The production, backed by Studio Ramsay Global, chef de hectic Gordon Ramsay’s production company, took care in researching each guest’s culinary lineage, ensuring that every historical claim was corroborated by multiple sources.

“That’s the power of working with National Geographic,” he said. “Every single thing I say on the show had to be backed up by three independent sources.”

The series hops across three continents, from Issa Rae’s exploration of Senegalese cuisine to Henry Golding’s deep dive into the culinary heritage of Malaysian Borneo.

The show looks at regional flavours and historical context but is ultimately about human connection.

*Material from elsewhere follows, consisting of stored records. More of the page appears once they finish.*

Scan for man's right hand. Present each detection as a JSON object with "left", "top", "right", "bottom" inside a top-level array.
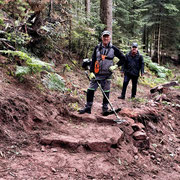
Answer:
[{"left": 89, "top": 72, "right": 96, "bottom": 80}]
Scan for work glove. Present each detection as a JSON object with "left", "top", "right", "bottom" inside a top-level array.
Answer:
[
  {"left": 109, "top": 65, "right": 118, "bottom": 72},
  {"left": 89, "top": 72, "right": 96, "bottom": 80}
]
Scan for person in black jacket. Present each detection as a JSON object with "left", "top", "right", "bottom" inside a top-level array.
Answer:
[
  {"left": 118, "top": 43, "right": 144, "bottom": 99},
  {"left": 79, "top": 31, "right": 125, "bottom": 114}
]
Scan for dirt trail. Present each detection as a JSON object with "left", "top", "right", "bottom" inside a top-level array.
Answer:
[{"left": 0, "top": 65, "right": 180, "bottom": 180}]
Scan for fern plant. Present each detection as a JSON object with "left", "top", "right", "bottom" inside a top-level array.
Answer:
[{"left": 42, "top": 73, "right": 66, "bottom": 91}]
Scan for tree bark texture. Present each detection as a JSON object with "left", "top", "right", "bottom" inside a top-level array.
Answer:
[{"left": 85, "top": 0, "right": 91, "bottom": 17}]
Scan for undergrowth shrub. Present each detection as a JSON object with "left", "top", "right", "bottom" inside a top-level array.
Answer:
[{"left": 42, "top": 73, "right": 66, "bottom": 91}]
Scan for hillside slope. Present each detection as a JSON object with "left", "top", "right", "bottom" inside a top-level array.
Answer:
[{"left": 0, "top": 56, "right": 180, "bottom": 180}]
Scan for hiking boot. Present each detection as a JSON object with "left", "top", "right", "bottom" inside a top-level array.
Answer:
[
  {"left": 78, "top": 107, "right": 91, "bottom": 114},
  {"left": 118, "top": 96, "right": 125, "bottom": 99}
]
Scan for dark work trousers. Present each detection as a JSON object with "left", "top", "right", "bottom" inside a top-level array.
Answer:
[{"left": 121, "top": 74, "right": 138, "bottom": 98}]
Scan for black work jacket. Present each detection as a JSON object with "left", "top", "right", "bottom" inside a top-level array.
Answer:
[{"left": 121, "top": 51, "right": 144, "bottom": 76}]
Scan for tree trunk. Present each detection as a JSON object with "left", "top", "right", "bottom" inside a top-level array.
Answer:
[
  {"left": 48, "top": 0, "right": 53, "bottom": 17},
  {"left": 146, "top": 29, "right": 149, "bottom": 54},
  {"left": 85, "top": 0, "right": 91, "bottom": 18},
  {"left": 157, "top": 24, "right": 161, "bottom": 64},
  {"left": 143, "top": 25, "right": 146, "bottom": 52},
  {"left": 100, "top": 0, "right": 112, "bottom": 34}
]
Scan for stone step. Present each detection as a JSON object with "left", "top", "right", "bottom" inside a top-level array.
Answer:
[{"left": 41, "top": 126, "right": 123, "bottom": 152}]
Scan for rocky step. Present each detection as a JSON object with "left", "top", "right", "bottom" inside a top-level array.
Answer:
[{"left": 41, "top": 126, "right": 123, "bottom": 152}]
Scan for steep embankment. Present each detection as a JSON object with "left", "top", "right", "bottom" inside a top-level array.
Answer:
[{"left": 0, "top": 56, "right": 180, "bottom": 180}]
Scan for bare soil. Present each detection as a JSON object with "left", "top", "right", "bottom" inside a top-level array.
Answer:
[{"left": 0, "top": 58, "right": 180, "bottom": 180}]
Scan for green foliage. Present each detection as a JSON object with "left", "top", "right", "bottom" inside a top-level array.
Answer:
[
  {"left": 42, "top": 73, "right": 66, "bottom": 92},
  {"left": 15, "top": 66, "right": 31, "bottom": 77},
  {"left": 5, "top": 31, "right": 31, "bottom": 47},
  {"left": 139, "top": 76, "right": 167, "bottom": 88},
  {"left": 68, "top": 102, "right": 79, "bottom": 111},
  {"left": 144, "top": 56, "right": 172, "bottom": 78},
  {"left": 0, "top": 50, "right": 53, "bottom": 77},
  {"left": 64, "top": 64, "right": 71, "bottom": 71}
]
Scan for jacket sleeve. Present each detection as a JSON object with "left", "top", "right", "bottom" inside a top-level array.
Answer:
[
  {"left": 90, "top": 46, "right": 98, "bottom": 72},
  {"left": 140, "top": 55, "right": 144, "bottom": 75},
  {"left": 113, "top": 46, "right": 125, "bottom": 67}
]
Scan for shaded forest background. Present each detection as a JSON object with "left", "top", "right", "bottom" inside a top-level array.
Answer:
[{"left": 0, "top": 0, "right": 180, "bottom": 86}]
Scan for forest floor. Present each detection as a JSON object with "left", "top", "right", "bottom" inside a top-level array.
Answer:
[{"left": 0, "top": 57, "right": 180, "bottom": 180}]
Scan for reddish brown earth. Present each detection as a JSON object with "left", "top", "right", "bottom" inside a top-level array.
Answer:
[{"left": 0, "top": 58, "right": 180, "bottom": 180}]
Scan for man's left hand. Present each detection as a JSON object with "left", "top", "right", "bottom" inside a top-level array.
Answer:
[{"left": 109, "top": 65, "right": 118, "bottom": 72}]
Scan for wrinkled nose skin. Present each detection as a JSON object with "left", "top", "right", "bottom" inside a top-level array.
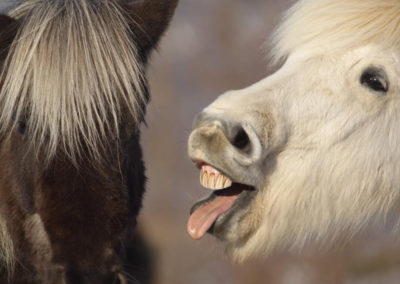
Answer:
[{"left": 189, "top": 111, "right": 262, "bottom": 185}]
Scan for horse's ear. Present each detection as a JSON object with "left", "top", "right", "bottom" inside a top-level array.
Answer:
[
  {"left": 122, "top": 0, "right": 178, "bottom": 56},
  {"left": 0, "top": 14, "right": 18, "bottom": 59}
]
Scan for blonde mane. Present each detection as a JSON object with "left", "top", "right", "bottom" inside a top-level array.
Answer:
[
  {"left": 0, "top": 0, "right": 145, "bottom": 162},
  {"left": 272, "top": 0, "right": 400, "bottom": 60}
]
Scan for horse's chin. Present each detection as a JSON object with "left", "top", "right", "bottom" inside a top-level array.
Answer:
[{"left": 187, "top": 163, "right": 258, "bottom": 243}]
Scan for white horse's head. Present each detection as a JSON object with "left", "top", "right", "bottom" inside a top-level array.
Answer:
[{"left": 188, "top": 0, "right": 400, "bottom": 259}]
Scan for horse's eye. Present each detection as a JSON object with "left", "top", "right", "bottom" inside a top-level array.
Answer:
[{"left": 360, "top": 67, "right": 389, "bottom": 93}]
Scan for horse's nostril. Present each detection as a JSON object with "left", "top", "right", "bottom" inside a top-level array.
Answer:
[{"left": 232, "top": 128, "right": 250, "bottom": 150}]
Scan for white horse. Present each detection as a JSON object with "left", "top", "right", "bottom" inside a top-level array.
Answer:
[{"left": 187, "top": 0, "right": 400, "bottom": 260}]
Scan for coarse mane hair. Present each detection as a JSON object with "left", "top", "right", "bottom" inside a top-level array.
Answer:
[
  {"left": 0, "top": 0, "right": 145, "bottom": 165},
  {"left": 272, "top": 0, "right": 400, "bottom": 61}
]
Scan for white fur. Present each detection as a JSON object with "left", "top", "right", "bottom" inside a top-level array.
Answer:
[{"left": 192, "top": 0, "right": 400, "bottom": 259}]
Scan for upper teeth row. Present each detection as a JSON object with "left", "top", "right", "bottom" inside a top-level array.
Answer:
[{"left": 200, "top": 165, "right": 232, "bottom": 190}]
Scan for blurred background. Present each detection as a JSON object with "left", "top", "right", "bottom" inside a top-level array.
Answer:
[{"left": 0, "top": 0, "right": 400, "bottom": 284}]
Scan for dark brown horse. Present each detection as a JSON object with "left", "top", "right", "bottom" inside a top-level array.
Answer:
[{"left": 0, "top": 0, "right": 178, "bottom": 284}]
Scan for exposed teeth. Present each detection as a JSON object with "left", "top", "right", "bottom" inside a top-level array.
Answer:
[{"left": 200, "top": 166, "right": 232, "bottom": 190}]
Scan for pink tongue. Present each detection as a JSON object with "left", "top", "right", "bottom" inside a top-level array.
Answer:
[{"left": 187, "top": 194, "right": 238, "bottom": 240}]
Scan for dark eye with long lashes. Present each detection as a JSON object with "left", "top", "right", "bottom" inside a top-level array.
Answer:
[{"left": 360, "top": 67, "right": 389, "bottom": 94}]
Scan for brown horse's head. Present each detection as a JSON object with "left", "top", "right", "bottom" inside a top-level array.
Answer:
[{"left": 0, "top": 0, "right": 177, "bottom": 283}]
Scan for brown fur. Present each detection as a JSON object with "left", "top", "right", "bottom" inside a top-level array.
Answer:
[{"left": 0, "top": 0, "right": 177, "bottom": 284}]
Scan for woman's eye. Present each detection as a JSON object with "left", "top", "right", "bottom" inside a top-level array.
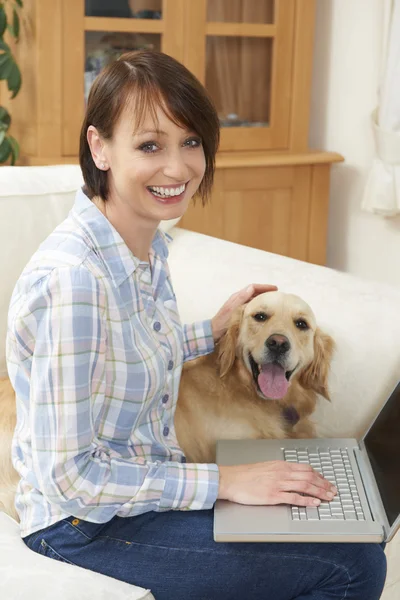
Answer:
[
  {"left": 253, "top": 313, "right": 268, "bottom": 321},
  {"left": 139, "top": 142, "right": 158, "bottom": 154},
  {"left": 294, "top": 319, "right": 308, "bottom": 330},
  {"left": 184, "top": 138, "right": 201, "bottom": 148}
]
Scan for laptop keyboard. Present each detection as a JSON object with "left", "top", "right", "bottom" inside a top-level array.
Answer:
[{"left": 283, "top": 448, "right": 365, "bottom": 521}]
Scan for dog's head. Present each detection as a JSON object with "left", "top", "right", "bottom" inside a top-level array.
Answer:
[{"left": 219, "top": 292, "right": 334, "bottom": 399}]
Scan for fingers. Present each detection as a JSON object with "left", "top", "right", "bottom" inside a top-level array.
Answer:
[
  {"left": 277, "top": 492, "right": 321, "bottom": 506},
  {"left": 236, "top": 283, "right": 278, "bottom": 305},
  {"left": 281, "top": 480, "right": 335, "bottom": 502}
]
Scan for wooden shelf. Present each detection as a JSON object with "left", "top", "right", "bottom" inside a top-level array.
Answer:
[
  {"left": 206, "top": 21, "right": 276, "bottom": 38},
  {"left": 83, "top": 17, "right": 164, "bottom": 33},
  {"left": 216, "top": 150, "right": 344, "bottom": 169}
]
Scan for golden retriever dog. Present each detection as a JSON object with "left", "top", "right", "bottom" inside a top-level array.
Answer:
[
  {"left": 0, "top": 292, "right": 334, "bottom": 518},
  {"left": 0, "top": 379, "right": 19, "bottom": 519},
  {"left": 175, "top": 292, "right": 334, "bottom": 462}
]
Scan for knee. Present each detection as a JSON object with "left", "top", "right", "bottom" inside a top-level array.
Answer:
[{"left": 349, "top": 544, "right": 386, "bottom": 600}]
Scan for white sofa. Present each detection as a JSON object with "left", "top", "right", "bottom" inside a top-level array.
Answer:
[{"left": 0, "top": 165, "right": 400, "bottom": 600}]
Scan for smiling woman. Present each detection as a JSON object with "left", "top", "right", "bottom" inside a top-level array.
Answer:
[{"left": 7, "top": 51, "right": 384, "bottom": 600}]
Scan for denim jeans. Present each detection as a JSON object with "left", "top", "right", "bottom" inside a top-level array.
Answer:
[{"left": 24, "top": 510, "right": 386, "bottom": 600}]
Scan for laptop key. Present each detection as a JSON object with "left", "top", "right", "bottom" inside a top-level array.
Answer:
[{"left": 306, "top": 506, "right": 319, "bottom": 521}]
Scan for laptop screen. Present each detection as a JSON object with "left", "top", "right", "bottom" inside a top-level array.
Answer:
[{"left": 364, "top": 383, "right": 400, "bottom": 526}]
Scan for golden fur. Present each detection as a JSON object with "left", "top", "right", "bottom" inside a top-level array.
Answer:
[
  {"left": 0, "top": 292, "right": 334, "bottom": 518},
  {"left": 175, "top": 292, "right": 334, "bottom": 462},
  {"left": 0, "top": 379, "right": 19, "bottom": 519}
]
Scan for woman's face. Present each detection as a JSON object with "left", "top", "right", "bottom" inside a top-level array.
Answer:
[{"left": 104, "top": 102, "right": 205, "bottom": 224}]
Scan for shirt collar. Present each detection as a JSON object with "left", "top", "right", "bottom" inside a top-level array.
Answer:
[{"left": 72, "top": 189, "right": 172, "bottom": 286}]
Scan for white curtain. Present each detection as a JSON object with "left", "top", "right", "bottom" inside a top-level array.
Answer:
[{"left": 362, "top": 0, "right": 400, "bottom": 217}]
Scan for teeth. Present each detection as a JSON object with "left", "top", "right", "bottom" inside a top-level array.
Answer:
[{"left": 149, "top": 184, "right": 186, "bottom": 198}]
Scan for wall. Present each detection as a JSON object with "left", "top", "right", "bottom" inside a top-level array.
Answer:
[{"left": 310, "top": 0, "right": 400, "bottom": 285}]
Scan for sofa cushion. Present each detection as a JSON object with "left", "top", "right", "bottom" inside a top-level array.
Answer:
[
  {"left": 0, "top": 165, "right": 179, "bottom": 377},
  {"left": 0, "top": 512, "right": 154, "bottom": 600}
]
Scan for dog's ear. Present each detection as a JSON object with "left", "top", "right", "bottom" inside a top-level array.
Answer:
[
  {"left": 300, "top": 327, "right": 335, "bottom": 400},
  {"left": 218, "top": 306, "right": 244, "bottom": 377}
]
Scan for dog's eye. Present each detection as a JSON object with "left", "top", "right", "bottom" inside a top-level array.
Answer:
[
  {"left": 253, "top": 313, "right": 268, "bottom": 321},
  {"left": 294, "top": 319, "right": 309, "bottom": 330}
]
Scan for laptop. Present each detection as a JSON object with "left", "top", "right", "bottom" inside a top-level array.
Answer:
[{"left": 214, "top": 382, "right": 400, "bottom": 542}]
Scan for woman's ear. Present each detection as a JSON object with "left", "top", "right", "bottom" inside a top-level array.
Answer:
[
  {"left": 299, "top": 327, "right": 335, "bottom": 400},
  {"left": 86, "top": 125, "right": 108, "bottom": 171},
  {"left": 218, "top": 306, "right": 244, "bottom": 377}
]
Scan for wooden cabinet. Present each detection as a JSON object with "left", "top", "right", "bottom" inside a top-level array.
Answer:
[{"left": 3, "top": 0, "right": 341, "bottom": 264}]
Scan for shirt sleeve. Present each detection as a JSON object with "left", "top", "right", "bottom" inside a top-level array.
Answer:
[
  {"left": 183, "top": 319, "right": 215, "bottom": 362},
  {"left": 9, "top": 266, "right": 219, "bottom": 523}
]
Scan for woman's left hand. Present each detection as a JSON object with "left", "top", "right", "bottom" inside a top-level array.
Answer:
[{"left": 211, "top": 283, "right": 278, "bottom": 342}]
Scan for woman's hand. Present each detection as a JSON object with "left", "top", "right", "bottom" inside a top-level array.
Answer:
[
  {"left": 211, "top": 283, "right": 278, "bottom": 342},
  {"left": 218, "top": 460, "right": 337, "bottom": 506}
]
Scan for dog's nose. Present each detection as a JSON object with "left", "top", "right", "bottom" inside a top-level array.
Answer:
[{"left": 265, "top": 333, "right": 290, "bottom": 355}]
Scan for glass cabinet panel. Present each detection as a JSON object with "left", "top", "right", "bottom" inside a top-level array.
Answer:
[
  {"left": 85, "top": 31, "right": 161, "bottom": 102},
  {"left": 85, "top": 0, "right": 162, "bottom": 19},
  {"left": 206, "top": 36, "right": 273, "bottom": 127},
  {"left": 206, "top": 0, "right": 275, "bottom": 23}
]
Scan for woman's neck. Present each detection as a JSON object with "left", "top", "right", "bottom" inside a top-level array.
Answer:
[{"left": 92, "top": 197, "right": 157, "bottom": 262}]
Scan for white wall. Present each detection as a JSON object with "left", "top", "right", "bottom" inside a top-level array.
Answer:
[{"left": 310, "top": 0, "right": 400, "bottom": 285}]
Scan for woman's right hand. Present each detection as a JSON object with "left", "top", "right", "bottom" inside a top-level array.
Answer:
[{"left": 218, "top": 460, "right": 337, "bottom": 506}]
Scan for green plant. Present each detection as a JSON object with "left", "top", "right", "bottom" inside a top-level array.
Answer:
[{"left": 0, "top": 0, "right": 23, "bottom": 165}]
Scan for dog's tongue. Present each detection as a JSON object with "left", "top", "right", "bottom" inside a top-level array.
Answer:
[{"left": 258, "top": 363, "right": 289, "bottom": 400}]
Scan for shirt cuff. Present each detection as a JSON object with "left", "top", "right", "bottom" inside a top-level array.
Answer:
[
  {"left": 160, "top": 462, "right": 219, "bottom": 510},
  {"left": 183, "top": 319, "right": 214, "bottom": 362}
]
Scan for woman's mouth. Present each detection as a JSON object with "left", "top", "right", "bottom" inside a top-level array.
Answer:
[{"left": 147, "top": 182, "right": 187, "bottom": 204}]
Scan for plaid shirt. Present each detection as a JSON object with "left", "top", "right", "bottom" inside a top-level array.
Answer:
[{"left": 7, "top": 191, "right": 218, "bottom": 536}]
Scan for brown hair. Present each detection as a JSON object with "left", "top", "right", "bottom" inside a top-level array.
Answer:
[{"left": 79, "top": 50, "right": 219, "bottom": 204}]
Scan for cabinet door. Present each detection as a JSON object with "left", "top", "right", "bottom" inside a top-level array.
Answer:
[
  {"left": 184, "top": 0, "right": 296, "bottom": 150},
  {"left": 62, "top": 0, "right": 185, "bottom": 156}
]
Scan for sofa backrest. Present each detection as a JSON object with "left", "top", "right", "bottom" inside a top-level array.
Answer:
[
  {"left": 0, "top": 165, "right": 83, "bottom": 377},
  {"left": 0, "top": 165, "right": 179, "bottom": 377}
]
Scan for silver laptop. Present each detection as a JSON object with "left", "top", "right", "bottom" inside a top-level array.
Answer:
[{"left": 214, "top": 383, "right": 400, "bottom": 542}]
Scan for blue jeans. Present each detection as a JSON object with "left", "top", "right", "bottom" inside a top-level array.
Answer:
[{"left": 24, "top": 510, "right": 386, "bottom": 600}]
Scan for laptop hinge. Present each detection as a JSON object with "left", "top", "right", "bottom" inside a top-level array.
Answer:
[{"left": 354, "top": 442, "right": 390, "bottom": 538}]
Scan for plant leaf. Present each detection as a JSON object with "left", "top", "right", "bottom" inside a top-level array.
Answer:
[
  {"left": 0, "top": 138, "right": 12, "bottom": 163},
  {"left": 0, "top": 106, "right": 11, "bottom": 131},
  {"left": 0, "top": 40, "right": 11, "bottom": 54},
  {"left": 0, "top": 4, "right": 7, "bottom": 37},
  {"left": 0, "top": 53, "right": 15, "bottom": 80},
  {"left": 13, "top": 8, "right": 19, "bottom": 40},
  {"left": 7, "top": 61, "right": 21, "bottom": 99},
  {"left": 0, "top": 52, "right": 10, "bottom": 67},
  {"left": 8, "top": 135, "right": 19, "bottom": 165}
]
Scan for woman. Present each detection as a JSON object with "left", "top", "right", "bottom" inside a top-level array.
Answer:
[{"left": 8, "top": 52, "right": 385, "bottom": 600}]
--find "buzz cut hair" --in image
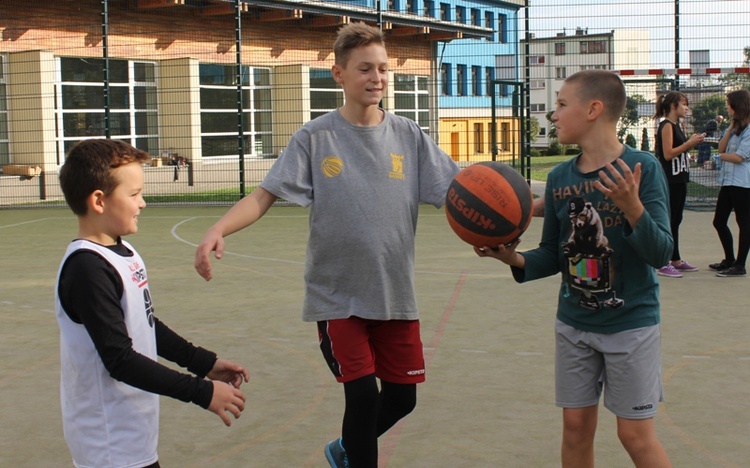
[333,22,385,68]
[565,70,628,122]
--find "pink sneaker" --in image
[656,263,682,278]
[672,260,698,271]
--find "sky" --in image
[519,0,750,68]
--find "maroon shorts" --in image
[318,317,424,384]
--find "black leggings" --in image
[669,184,687,262]
[341,374,417,468]
[714,186,750,268]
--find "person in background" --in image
[654,91,705,278]
[708,89,750,277]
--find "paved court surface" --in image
[0,207,750,468]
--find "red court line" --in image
[378,270,466,467]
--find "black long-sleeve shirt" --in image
[58,242,216,408]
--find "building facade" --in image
[0,0,512,190]
[521,28,656,149]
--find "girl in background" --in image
[654,91,705,278]
[708,89,750,277]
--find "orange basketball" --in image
[445,161,533,247]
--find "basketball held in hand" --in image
[445,161,533,247]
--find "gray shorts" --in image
[555,320,664,419]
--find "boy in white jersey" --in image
[55,140,248,467]
[195,23,458,468]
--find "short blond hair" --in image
[565,70,628,122]
[333,22,385,68]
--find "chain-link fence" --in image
[0,0,750,207]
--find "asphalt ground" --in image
[0,207,750,468]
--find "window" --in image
[55,57,159,154]
[456,65,466,96]
[440,3,451,21]
[497,14,508,44]
[474,123,484,153]
[456,6,466,24]
[471,8,482,26]
[471,65,482,96]
[393,73,430,132]
[200,63,273,157]
[581,65,608,70]
[529,55,544,65]
[484,11,495,41]
[495,55,516,96]
[529,103,547,112]
[310,69,344,119]
[484,67,495,96]
[0,55,10,164]
[581,41,606,54]
[529,80,547,89]
[440,63,453,96]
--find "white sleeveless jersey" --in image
[55,240,159,467]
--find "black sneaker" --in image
[708,259,733,271]
[716,265,747,277]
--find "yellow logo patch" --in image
[388,153,406,179]
[320,156,344,177]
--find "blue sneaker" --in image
[325,437,349,468]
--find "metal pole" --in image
[674,0,680,89]
[375,0,383,31]
[234,0,246,198]
[102,0,112,138]
[521,0,531,183]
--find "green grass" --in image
[531,154,574,182]
[143,186,255,204]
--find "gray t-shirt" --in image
[261,111,459,322]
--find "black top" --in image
[656,119,690,184]
[58,241,216,408]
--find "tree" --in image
[719,46,750,90]
[690,94,728,133]
[641,128,651,151]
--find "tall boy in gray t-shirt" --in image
[195,23,458,467]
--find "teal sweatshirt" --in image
[512,146,673,333]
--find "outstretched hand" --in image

“The more we learn about other cultures, the less afraid we are,” Porowski said. “We’re living in a time where people are quick to put up walls. But food breaks them down. It’s about understanding the past and realising that we’re all connected even if we come from different places.”

She just ate it with her hands

Pugh’s enthusiasm for food was a highlight for Porowski.

“The first day, we made Shepherd’s Pie with her Nan and her mum, and later, in the rolling hills of Yorkshire, she was fixated on a leg of lamb coming out of the oven.”

Her passion for food and complete disregard for formality made her a fascinating guest, he said.

“She grabbed a Yorkshire pudding, smothered in lamb fat, and just ate it with her hands. That kind of unfiltered joy is what this show is about.”

Unlike most travel or food shows, it doesn’t focus on Michelin starred chefs or high-end pretty food.

Instead, everyday meals are interrogated, the kind that shape identities and carry family histories in every bite.

“It’s not about the most expensive ingredients or the fanciest techniques,” Porowski said. “Instead it is about the stories. It’s about going back to a childhood dish and asking, for example, why this? Why did our ancestors cook it this way? What does it say about where we come from?”

Life happened in the kitchen

Porowski said his love for food was already settled in childhood.

“Some of the most important conversations of my life happened in the kitchen,” he said. “Watching my mum cook, preparing food together, even doing the dishes, was always the heart of our home. Food is also my love language; it’s how I show people I care. But cooking for myself? That’s harder. That’s something I’m still learning.”

The project was quite close to home in other ways, too, said Porowski.

“There were moments where I was feeling sorry for myself, going through a personal rough patch,” he shared. But then, in Dakar, he encountered the Senegalese concept of ‘teranga’ which is a tradition of hospitality and sharing.

“A people who have had so much taken away from them, and yet their defining value is generosity. That put things in perspective.”

No taste Like Home currently airs on National Geographic DStv channel 181.